A Performace Study On Using Uncached Buffers In WLAN Drivers

This is short study conducted in SDIO WLAN driver (Linux) in August 2010. I am publishing it to gain some traction on the idea of "how marking some buffers as uncached can significantly reduces the CPU load and improve the embedded system performance."

Introduction

A short study on the benefits of using uncached buffers in WLAN driver. I did an experiment with WLAN driver to get rid of some cache coherency overhead on DMA buffers by making them uncached. The results are encouraging and would like to share with the rest of the driver developers.Give it a try in your respective embedded components on a case by case basis.

In the below code snippets uncached buffers will be enabled if you define the ENABLE_DMA_UNCACHED_BUFF. 

Follow the code appropriately.

Section 1: 

How to allocate Uncached DMA buffers? Note that I am storing the base address after the allocation of 8KB and call it physical_base_readaddress. I need to do it since for every DMA transaction I will be using any portion of the 8 KB chunk i.e. Say if I am transmitting something, then my data will be located any where within the 8 KB. In that case I need to compute the actual dma_bus_address based on the dma_base_readaddress and physical address offset of the data chunk I will be transmitting. (Refer Section 3)

/* Allocate a DMA-able buffer and provide it to the upper layer to be used for all read and write transactions */

    if (pDmaReadBufAddr == 0) /* allocate only once (in case this function is called multiple times) */

    {

#ifndef ENABLE_DMA_UNCACHED_BUFF      

        pDmaReadBufAddr = kmalloc (MAX_BUS_TXN_SIZE, GFP_ATOMIC | GFP_DMA);

#else

        pDmaReadBufAddr = dma_alloc_writecombine(g_drv.dev, 8192, &g_drv.dma_base_readaddress, GFP_KERNEL);

#endif

        if (pDmaReadBufAddr == 0) { return -1; }

    }

#ifndef ENABLE_DMA_UNCACHED_BUFF       

        *pRxDmaBufAddr = pDmaReadBufAddr;

        *pTxDmaBufAddr = pDmaWriteBufAddr;

#else

        g_drv.physical_base_readaddress = *pRxDmaBufAddr = pDmaReadBufAddr;

        g_drv.physical_base_writeaddress = *pTxDmaBufAddr = pDmaWriteBufAddr;

#endif   

Section 2:

Uncached DMA buffer clean up

if (pDmaReadBufAddr)

    {

#ifndef ENABLE_DMA_UNCACHED_BUFF

        kfree (pDmaReadBufAddr);

#else

        dma_free_writecombine(g_drv.dev, 8192, pDmaReadBufAddr, g_drv.dma_base_readaddress);

#endif

        pDmaReadBufAddr = 0;

    }

   

Section 3:

 DMA Transaction (Only for Tx Buffer).
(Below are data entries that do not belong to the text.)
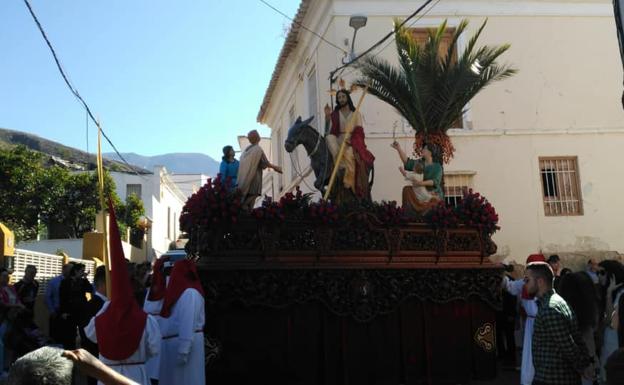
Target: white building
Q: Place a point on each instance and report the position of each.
(189, 183)
(163, 201)
(542, 146)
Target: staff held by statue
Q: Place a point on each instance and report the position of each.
(347, 138)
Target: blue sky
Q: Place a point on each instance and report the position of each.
(163, 76)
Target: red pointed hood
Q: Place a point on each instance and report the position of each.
(183, 276)
(120, 328)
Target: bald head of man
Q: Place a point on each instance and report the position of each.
(253, 136)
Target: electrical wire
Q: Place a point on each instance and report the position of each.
(304, 27)
(393, 38)
(383, 39)
(74, 90)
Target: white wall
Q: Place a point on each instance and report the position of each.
(72, 247)
(163, 202)
(189, 183)
(565, 100)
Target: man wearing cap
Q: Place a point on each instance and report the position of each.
(182, 356)
(529, 308)
(126, 336)
(251, 164)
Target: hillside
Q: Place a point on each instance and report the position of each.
(57, 153)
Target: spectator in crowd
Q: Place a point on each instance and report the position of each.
(559, 353)
(52, 366)
(27, 288)
(93, 307)
(53, 302)
(615, 368)
(183, 339)
(73, 302)
(8, 295)
(229, 167)
(9, 306)
(592, 270)
(528, 309)
(579, 292)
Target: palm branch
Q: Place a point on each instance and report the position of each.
(430, 88)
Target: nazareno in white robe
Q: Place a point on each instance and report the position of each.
(132, 367)
(527, 370)
(153, 308)
(182, 332)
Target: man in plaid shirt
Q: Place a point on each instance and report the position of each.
(560, 356)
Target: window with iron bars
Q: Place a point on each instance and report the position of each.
(561, 190)
(456, 183)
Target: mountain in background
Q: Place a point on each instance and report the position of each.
(58, 154)
(176, 163)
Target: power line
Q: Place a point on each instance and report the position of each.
(87, 129)
(72, 89)
(391, 40)
(383, 39)
(304, 27)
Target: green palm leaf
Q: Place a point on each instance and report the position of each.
(430, 88)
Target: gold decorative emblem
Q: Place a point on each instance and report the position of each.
(485, 337)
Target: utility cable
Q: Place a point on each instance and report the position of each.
(75, 91)
(391, 40)
(304, 27)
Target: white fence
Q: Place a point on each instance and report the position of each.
(48, 266)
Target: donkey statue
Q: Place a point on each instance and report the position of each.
(321, 160)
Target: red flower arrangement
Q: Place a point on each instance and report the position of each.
(290, 205)
(475, 211)
(269, 210)
(323, 212)
(441, 216)
(213, 204)
(390, 213)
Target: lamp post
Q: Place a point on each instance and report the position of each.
(144, 223)
(618, 11)
(356, 22)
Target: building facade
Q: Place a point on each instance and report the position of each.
(541, 146)
(163, 201)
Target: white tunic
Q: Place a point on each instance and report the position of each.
(153, 308)
(148, 347)
(183, 333)
(527, 371)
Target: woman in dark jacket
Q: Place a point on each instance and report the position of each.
(73, 304)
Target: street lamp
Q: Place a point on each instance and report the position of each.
(356, 22)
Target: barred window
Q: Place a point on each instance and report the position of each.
(456, 183)
(133, 189)
(561, 186)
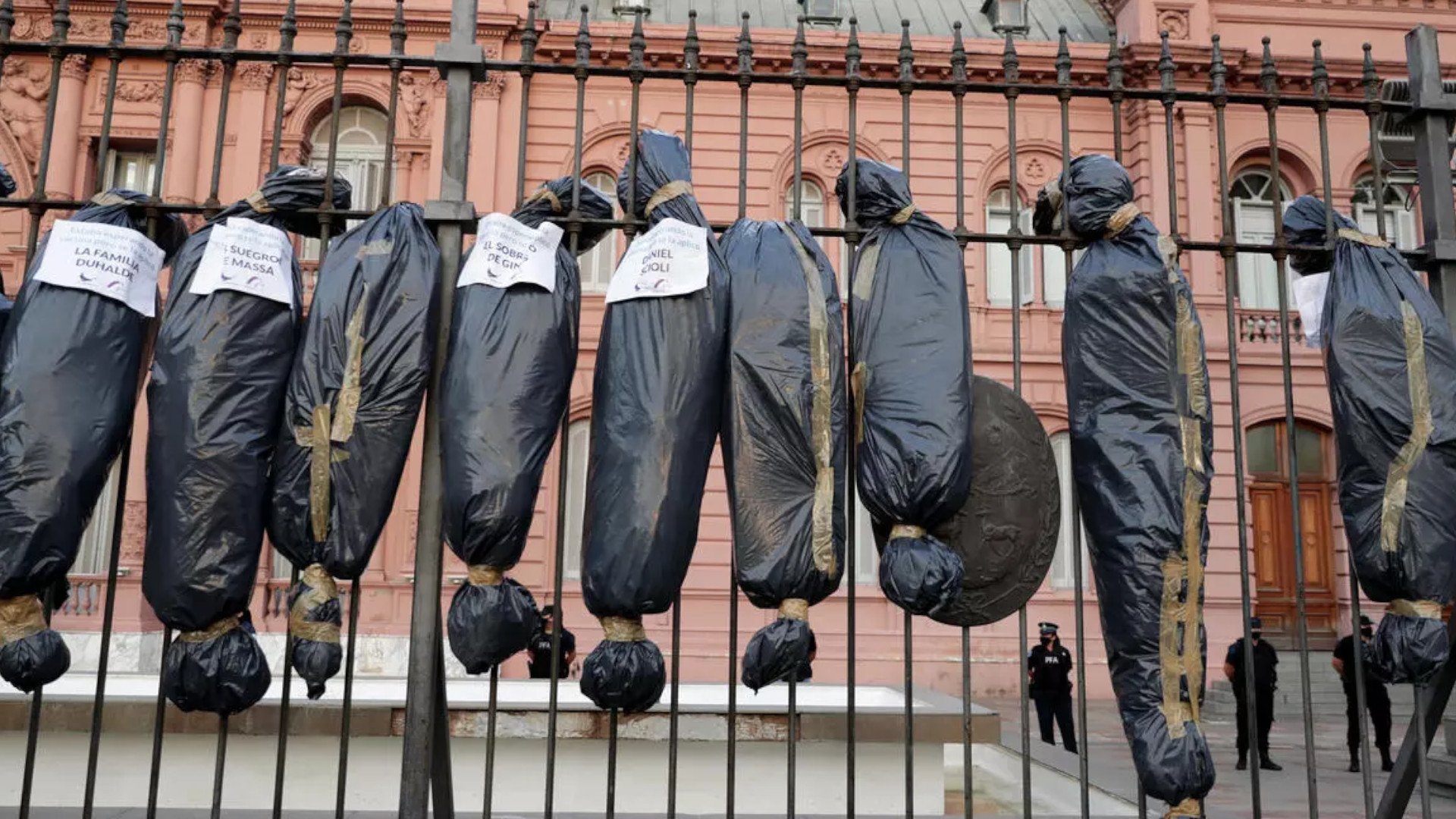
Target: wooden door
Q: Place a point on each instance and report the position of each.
(1276, 582)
Note I am avoiding the dma_map_single () call.

#ifndef ENABLE_DMA_UNCACHED_BUFF

    {

        dma_bus_address = dma_map_single(g_drv.dev, pData, uLen, DMA_FROM_DEVICE);

        if (!dma_bus_address) {

            PERR("sdioDrv_WriteAsync: dma_map_single failed\n");

            return -1;

        }

    }

#else

    {

        dma_bus_address = g_drv.dma_base_readaddress + (dma_addr_t)(pData - g_drv.physical_base_readaddress);

    }

#endif

Section 4:

 DMA Callback. Note I am avoiding the dma_unmap_single() call.

if (g_drv.dma_read_addr != 0) {

        //printk(KERN_INFO "in return sdioDrv_ReadAsync ret\n");

#ifndef ENABLE_DMA_UNCACHED_BUFF       

        dma_unmap_single(g_drv.dev, g_drv.dma_read_addr, g_drv.dma_read_size, DMA_FROM_DEVICE);

#endif        

        g_drv.dma_read_addr = 0;

        g_drv.dma_read_size = 0;

    }

Based on the DMA direction (DMA_FROM_DEVICE / DMA_TO_DEVICE) appropriate cache invalidate or cache flush operations are performed to maintain the cache coherency for every dma_map_single() call and dma_unmap_single().

Apart from the above cache operations which take CPU cycles, there is a possibility of heavy cache misses (pollution) because of frequent cache operations. This is of high importance for web browsing use case, where webkit caches lot of data that makes a given web page. Cache misses are costly in web browsing use cases. Of course this does comes with cost. In my case, I was doing a memcpy on those DMA buffers (uncached buffer) with my internal buffer (cached skb buffer) and thereby taking a hit.

From the internal tests I did, following are the performance numbers I have gathered.

Http Throughput
Uncached DMA buffer	Cached DMA buffer
18.67 Mbsec	17.1 Mbsec

Avg CPU Utilization - HTTP throughput test (8MB file download)		Avg CPU Utilization - Static CNN web page load
Uncached DMA buffer (%)	Cached DMA buffer (%)	Uncached DMA buffer (%)	Cached DMA buffer (%)
User (50) + Sys(8)	User(63) + Sys (8)	User (25) + Sys (33)	User (50) + Sys (31)

[*Apart from the user and system cpu utilization reduction, wlan workqueue cpu utilization dropped down (by around 10%) because of eliminating the dma_map_single() and dma_unmap_single() calls , but at the same time sdio workqueue increased (by around 6%) because of memcpy from uncached to cached buffers.]

Afer bit of literature survey, I came across this interesting research paper [http://quning.org/self/pku_cache.pdf] worth reading. It talks about advantages of using uncached buffers in certain use cases.

(1)   Talks about making DMA buffers uncached within Ethernet driver (similar to what I did in my experiment). Conclusion is it helps significantly in increasing throughput in TCP Tx and to some extent in TCP Rx.

(2)   Takes implementation (1) one step higher by making the skb buffers (descriptors that holds that actual TCP packet) uncached. I didn’t try this.

(3)   Talks about pushing the TLB page table to uncached memory region.